Someone kindly let me try her Rio Grande spinning wheel. It's very tall and long, and the width is disproportionately slender. You treadle it, even though it looks like a great wheel. The wool is spun off the spindle tip, a feature which the owner prefers over a flyer. She is able to spin extraordinarily fine yarn on it. She is also able to spin these fine yarns quickly, which means this wheel possesses a mechanical advantage over other spinning means. Normally the thinner you, go the longer it takes to spin the same weight of wool.
The Rio Grande's treadle foot can be raised or lowered to match an uneven surface. The wheel incorporates modern parts. For example, rather than the drive band adjustment being on the spindle head side, the upright for the wheel adjusts using a very large bit of metal hardware.
I spent, oh, perhaps twenty minutes using the Rio Grande (I wasn't watching the time), first with the treadle attached, then with the treadle unattached and powering the wheel by hand.
I've been saying I'd like access to a great wheel.

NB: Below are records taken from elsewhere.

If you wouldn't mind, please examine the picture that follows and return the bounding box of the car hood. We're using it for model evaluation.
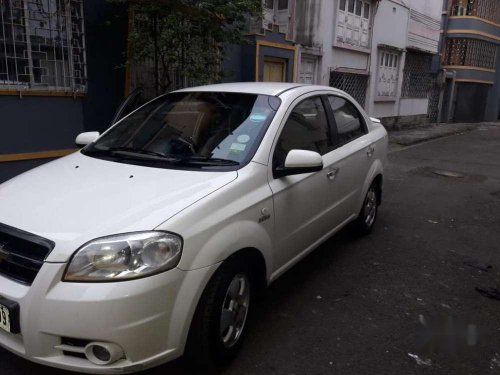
[0,152,237,262]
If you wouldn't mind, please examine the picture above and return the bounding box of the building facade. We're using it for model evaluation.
[0,0,127,181]
[439,0,500,122]
[296,0,442,126]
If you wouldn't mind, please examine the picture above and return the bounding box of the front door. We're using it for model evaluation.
[264,57,286,82]
[269,96,335,277]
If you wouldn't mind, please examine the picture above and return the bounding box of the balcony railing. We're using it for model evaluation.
[450,0,500,24]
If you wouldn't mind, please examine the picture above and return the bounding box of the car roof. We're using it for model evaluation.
[176,82,340,96]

I feel like my bluff has been called.
My first turn at a great wheel this past spring was absolutely stupendously smooth and effortless. My performance on the Rio Grande was less than satisfactory. My treadling was awkward and choppy. My yarn was woefully underspun. There were slubs. I kept missing the wheel spokes when I tried turning by hand. Winding on took concentration and backpedaling to try and rapidly fix errors in judgment.
It was like how I kept ordering crab cakes in restaurants there for a while when I first moved to Virginia because the first one I ever ate was so good. The rest were disappointing.
The wheel is good; it was me that wasn't working properly. Sometimes you need to practice a great deal before you get the hang of a new task. And some days it just doesn't happen.